Optical domain self-heterodyne microwave subcarrier generation and modulation

There is mounting interest in applying photonic techniques in telecommunication applications. This thesis concerns the optical domain generation of a frequency agile microwave carrier with sophisticated modulation capabilities. Specifically, an optical time delay self-heterodyne (TDSH) arrangement has been considered and demonstrated for microwave signal generation and modulation. The approach is suitable for Radio-over-Fiber (RoF) applications as it eliminates the microwave circuitry from the transmitter, and provides the complex modulated microwave subcarrier directly in the optical domain. The generated signal can be directly routed optically to remotely located antenna stations.;The signal generation concept is studied analytically with different modulation formats. The phase noise analysis of the transmitter is performed based on the laser's optical spectrum and the spectral properties of the fiber induced phase noise.
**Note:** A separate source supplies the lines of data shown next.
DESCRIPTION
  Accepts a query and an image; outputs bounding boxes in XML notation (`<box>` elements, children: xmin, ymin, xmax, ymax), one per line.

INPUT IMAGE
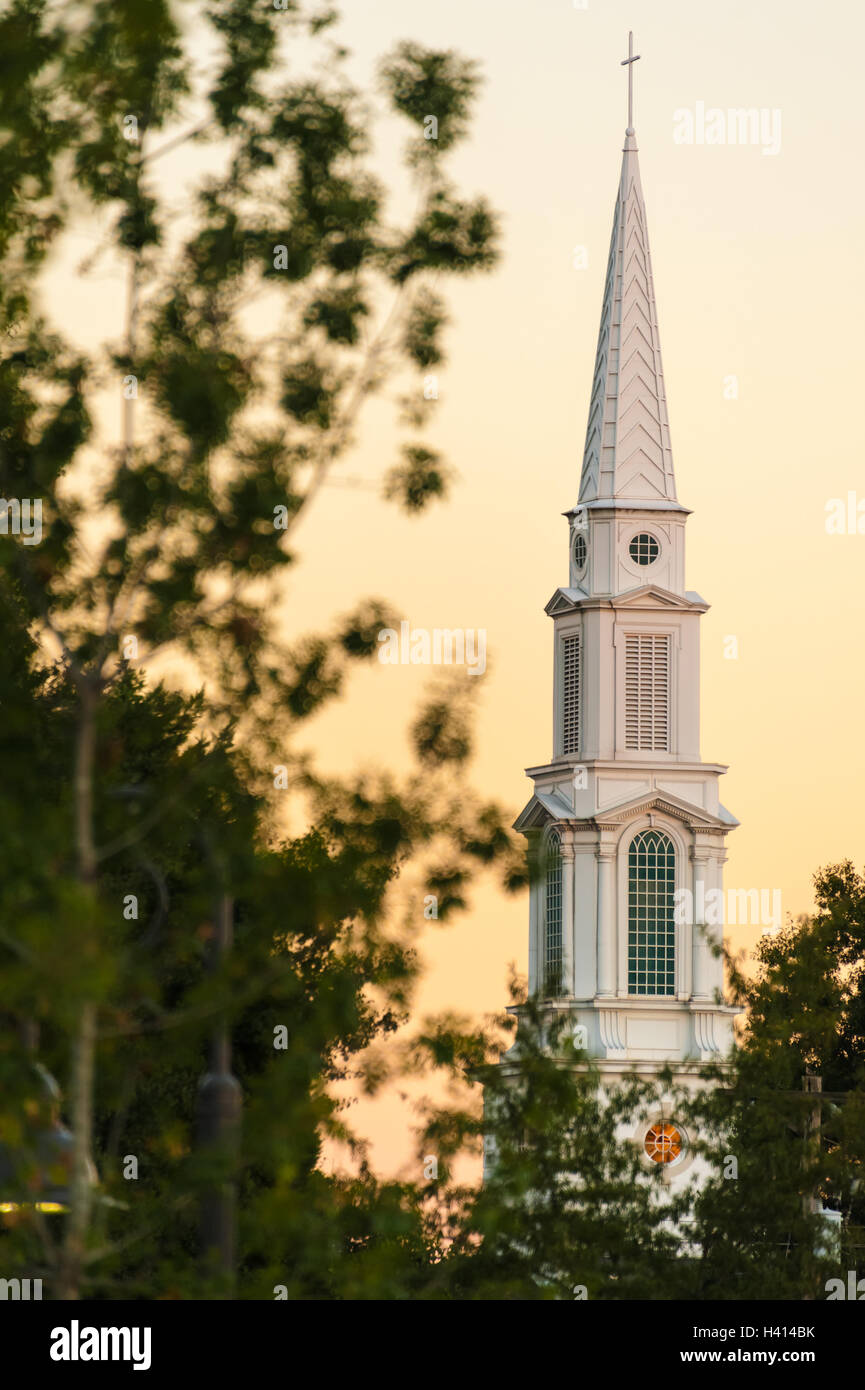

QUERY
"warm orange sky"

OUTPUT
<box><xmin>45</xmin><ymin>0</ymin><xmax>865</xmax><ymax>1165</ymax></box>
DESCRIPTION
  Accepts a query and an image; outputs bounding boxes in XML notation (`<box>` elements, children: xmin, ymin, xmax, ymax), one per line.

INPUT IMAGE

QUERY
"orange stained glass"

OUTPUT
<box><xmin>644</xmin><ymin>1125</ymin><xmax>684</xmax><ymax>1163</ymax></box>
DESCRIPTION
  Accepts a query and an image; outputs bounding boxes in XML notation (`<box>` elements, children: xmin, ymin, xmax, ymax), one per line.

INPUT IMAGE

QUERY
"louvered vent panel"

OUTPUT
<box><xmin>562</xmin><ymin>634</ymin><xmax>580</xmax><ymax>753</ymax></box>
<box><xmin>624</xmin><ymin>632</ymin><xmax>670</xmax><ymax>752</ymax></box>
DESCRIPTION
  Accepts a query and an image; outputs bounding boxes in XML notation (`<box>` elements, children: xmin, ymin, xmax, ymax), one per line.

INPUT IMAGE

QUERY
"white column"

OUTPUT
<box><xmin>598</xmin><ymin>845</ymin><xmax>616</xmax><ymax>998</ymax></box>
<box><xmin>528</xmin><ymin>834</ymin><xmax>544</xmax><ymax>994</ymax></box>
<box><xmin>562</xmin><ymin>830</ymin><xmax>574</xmax><ymax>994</ymax></box>
<box><xmin>708</xmin><ymin>847</ymin><xmax>727</xmax><ymax>995</ymax></box>
<box><xmin>686</xmin><ymin>848</ymin><xmax>712</xmax><ymax>999</ymax></box>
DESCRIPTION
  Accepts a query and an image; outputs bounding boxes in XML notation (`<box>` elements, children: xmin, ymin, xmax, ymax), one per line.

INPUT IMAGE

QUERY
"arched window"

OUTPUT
<box><xmin>627</xmin><ymin>830</ymin><xmax>676</xmax><ymax>994</ymax></box>
<box><xmin>544</xmin><ymin>830</ymin><xmax>562</xmax><ymax>994</ymax></box>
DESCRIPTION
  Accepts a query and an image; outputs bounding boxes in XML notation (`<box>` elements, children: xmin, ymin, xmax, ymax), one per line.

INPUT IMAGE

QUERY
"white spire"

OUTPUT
<box><xmin>580</xmin><ymin>105</ymin><xmax>676</xmax><ymax>502</ymax></box>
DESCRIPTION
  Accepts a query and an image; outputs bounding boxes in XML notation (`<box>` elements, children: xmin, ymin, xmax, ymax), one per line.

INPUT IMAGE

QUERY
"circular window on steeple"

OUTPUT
<box><xmin>627</xmin><ymin>531</ymin><xmax>661</xmax><ymax>564</ymax></box>
<box><xmin>642</xmin><ymin>1120</ymin><xmax>686</xmax><ymax>1163</ymax></box>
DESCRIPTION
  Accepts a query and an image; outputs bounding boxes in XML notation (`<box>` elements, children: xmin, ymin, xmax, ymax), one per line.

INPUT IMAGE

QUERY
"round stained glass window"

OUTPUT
<box><xmin>642</xmin><ymin>1123</ymin><xmax>684</xmax><ymax>1163</ymax></box>
<box><xmin>627</xmin><ymin>531</ymin><xmax>661</xmax><ymax>564</ymax></box>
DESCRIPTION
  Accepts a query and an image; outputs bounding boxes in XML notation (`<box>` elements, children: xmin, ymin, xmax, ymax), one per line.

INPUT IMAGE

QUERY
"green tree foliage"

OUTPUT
<box><xmin>0</xmin><ymin>0</ymin><xmax>508</xmax><ymax>1297</ymax></box>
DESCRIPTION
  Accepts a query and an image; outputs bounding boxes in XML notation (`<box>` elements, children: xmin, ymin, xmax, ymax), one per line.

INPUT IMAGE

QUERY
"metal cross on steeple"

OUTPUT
<box><xmin>622</xmin><ymin>33</ymin><xmax>640</xmax><ymax>135</ymax></box>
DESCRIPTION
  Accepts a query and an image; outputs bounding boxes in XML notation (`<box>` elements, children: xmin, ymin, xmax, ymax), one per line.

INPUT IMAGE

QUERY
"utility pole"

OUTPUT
<box><xmin>196</xmin><ymin>892</ymin><xmax>241</xmax><ymax>1298</ymax></box>
<box><xmin>802</xmin><ymin>1069</ymin><xmax>823</xmax><ymax>1216</ymax></box>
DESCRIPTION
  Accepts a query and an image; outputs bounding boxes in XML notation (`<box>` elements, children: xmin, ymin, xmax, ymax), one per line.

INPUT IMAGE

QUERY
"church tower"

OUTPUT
<box><xmin>516</xmin><ymin>35</ymin><xmax>737</xmax><ymax>1177</ymax></box>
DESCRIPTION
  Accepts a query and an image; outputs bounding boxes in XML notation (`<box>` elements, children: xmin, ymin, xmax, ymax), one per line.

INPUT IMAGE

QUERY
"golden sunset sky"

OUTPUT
<box><xmin>47</xmin><ymin>0</ymin><xmax>865</xmax><ymax>1168</ymax></box>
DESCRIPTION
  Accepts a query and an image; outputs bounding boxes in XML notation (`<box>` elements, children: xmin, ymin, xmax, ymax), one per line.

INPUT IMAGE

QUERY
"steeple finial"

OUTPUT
<box><xmin>622</xmin><ymin>32</ymin><xmax>640</xmax><ymax>135</ymax></box>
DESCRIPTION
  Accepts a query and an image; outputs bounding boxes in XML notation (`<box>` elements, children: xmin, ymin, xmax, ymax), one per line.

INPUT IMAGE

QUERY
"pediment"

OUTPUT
<box><xmin>544</xmin><ymin>589</ymin><xmax>588</xmax><ymax>617</ymax></box>
<box><xmin>513</xmin><ymin>791</ymin><xmax>577</xmax><ymax>831</ymax></box>
<box><xmin>592</xmin><ymin>792</ymin><xmax>738</xmax><ymax>831</ymax></box>
<box><xmin>613</xmin><ymin>584</ymin><xmax>708</xmax><ymax>612</ymax></box>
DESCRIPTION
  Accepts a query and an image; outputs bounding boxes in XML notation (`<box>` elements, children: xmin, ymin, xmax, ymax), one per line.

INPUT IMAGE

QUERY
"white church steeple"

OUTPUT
<box><xmin>516</xmin><ymin>42</ymin><xmax>737</xmax><ymax>1165</ymax></box>
<box><xmin>580</xmin><ymin>119</ymin><xmax>676</xmax><ymax>503</ymax></box>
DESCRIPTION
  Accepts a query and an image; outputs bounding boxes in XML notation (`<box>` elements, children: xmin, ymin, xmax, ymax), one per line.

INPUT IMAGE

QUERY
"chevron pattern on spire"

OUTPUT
<box><xmin>580</xmin><ymin>132</ymin><xmax>676</xmax><ymax>502</ymax></box>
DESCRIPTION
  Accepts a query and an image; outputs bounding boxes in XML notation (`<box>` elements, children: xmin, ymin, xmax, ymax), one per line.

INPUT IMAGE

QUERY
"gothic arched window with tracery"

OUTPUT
<box><xmin>544</xmin><ymin>830</ymin><xmax>562</xmax><ymax>994</ymax></box>
<box><xmin>627</xmin><ymin>830</ymin><xmax>676</xmax><ymax>994</ymax></box>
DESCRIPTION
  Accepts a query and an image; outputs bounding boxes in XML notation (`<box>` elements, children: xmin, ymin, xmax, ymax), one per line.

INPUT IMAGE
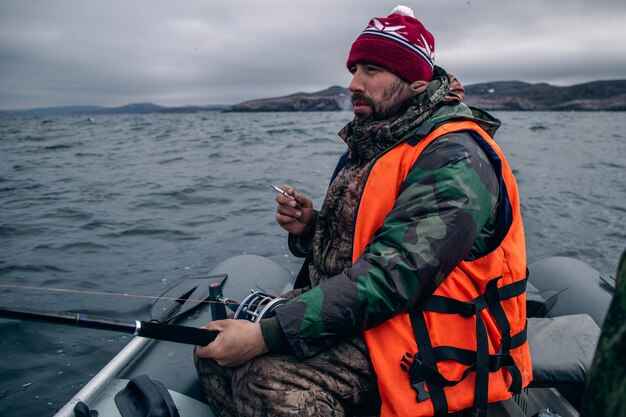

It is shown, that the high-pass phase noise filtering characteristic of the TDSH provides for inherent frequency stability of the heterodyned microwave signal, therefore stable frequency operation can be provided without external feedback.;Proof of concept experiments focus on the experimental verification of the theoretical analysis. For these experiments a bulk electro-optically tunable Nd:YVO4 microchip laser is used as tunable optical source, and the rest of the optical system is realized by means of fiber optic components and LiNbO3 based phase and intensity modulators. The experiments demonstrate the principle of operation of the TDSH device and the optimization of the setup using presently available components.;Unlike many other complicated signal generation techniques, the simplicity of this arrangement and the common substrate material of the used components provides for the potential of photonic integration based on standard LiNbO 3 technology. The feasibility of photonic integration and the expected improvements are detailed.